Journal of Craniofacial Surgery | 2015
Piero Rocha Zanardi; Roberto Chaib Stegun; Newton Sesma; Bruno Costa; Jamil Awad Shibli; Dalva Cruz Laganá
Introduction:The progressive bone loss at the neck of dental implant is a clinical concern since it affects the maintenance of dental aesthetics. The current study evaluated the influence of insertion depth, prosthetic connection, and type of loading on the stress distribution around dental implants, using photoelastic evaluation. Materials and Methods:A total of three blocks of photoelastic resin for each type of implant connection (external hexagon, external hexagon flattened, internal hexagon, and Morse taper) were built.
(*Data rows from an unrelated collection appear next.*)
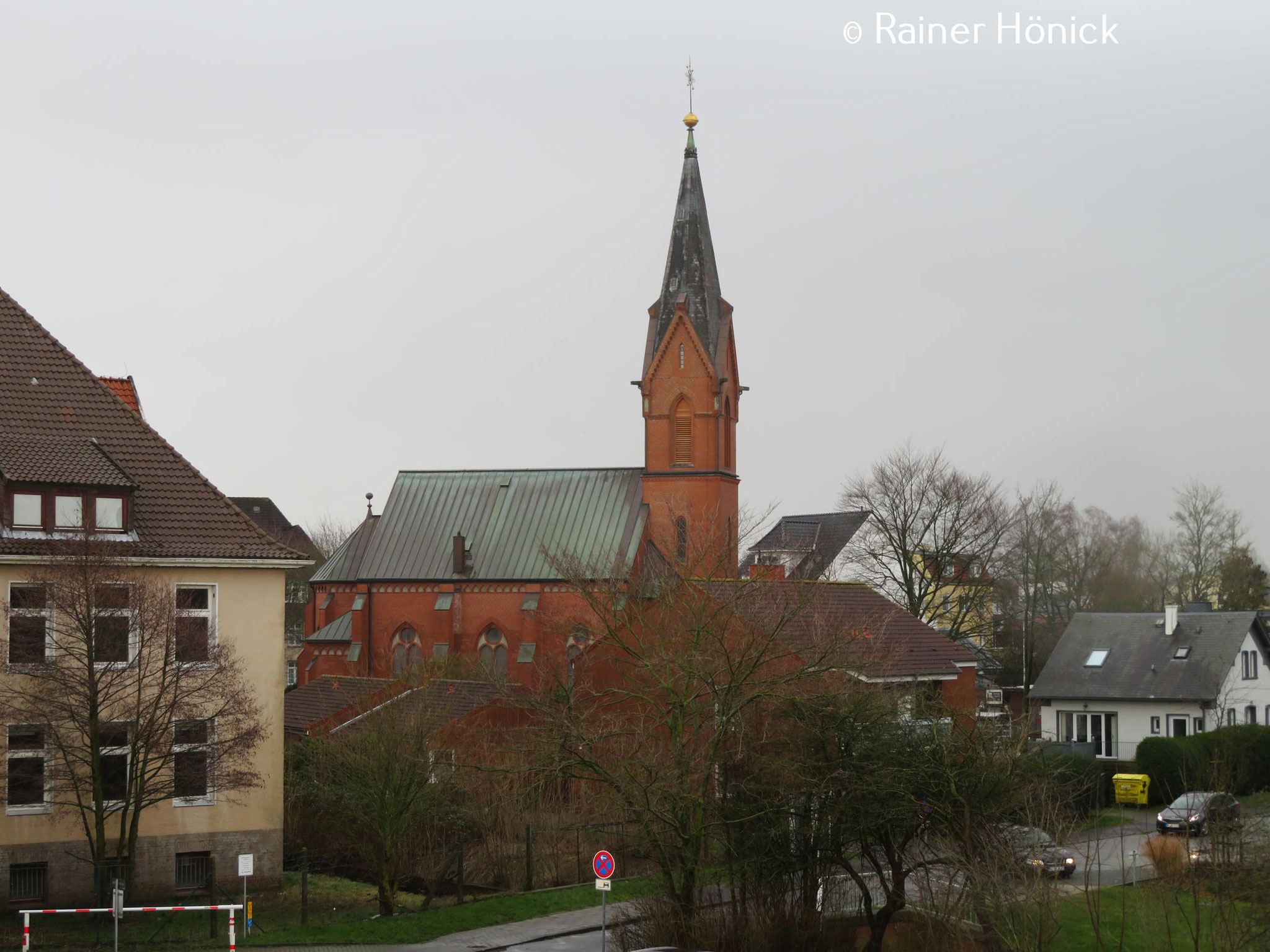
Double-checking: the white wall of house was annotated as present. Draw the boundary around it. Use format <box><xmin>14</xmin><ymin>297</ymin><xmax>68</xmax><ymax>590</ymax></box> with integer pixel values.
<box><xmin>1040</xmin><ymin>632</ymin><xmax>1270</xmax><ymax>760</ymax></box>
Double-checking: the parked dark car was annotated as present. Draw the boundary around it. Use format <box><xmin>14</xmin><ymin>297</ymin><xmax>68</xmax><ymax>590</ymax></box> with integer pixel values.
<box><xmin>1156</xmin><ymin>791</ymin><xmax>1240</xmax><ymax>837</ymax></box>
<box><xmin>1005</xmin><ymin>826</ymin><xmax>1076</xmax><ymax>879</ymax></box>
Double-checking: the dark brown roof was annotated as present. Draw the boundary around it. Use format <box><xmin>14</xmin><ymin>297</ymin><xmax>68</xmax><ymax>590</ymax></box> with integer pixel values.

Each block differed in the position of the implant platform in relative to the upper margin of the block: I (2 mm below), II (at the same level), and III (2 mm above). A force of 100 N was applied to both straight and tilted abutments. Totally, 4 selected points were evaluated at 1 side of the implant. Quantitative data were collected for the statistical analysis. Results:A multiple linear regression showed the relation between the stress distribution and the insertion depth. For all the implant types, both with straight and tilted abutments, group I presented the lowest stress concentration around the fixture when compared with group II and III (P < 0.05). Conclusions:Within the limitations of this study, it could be concluded that the deeper the insertion, the lower the stress concentration.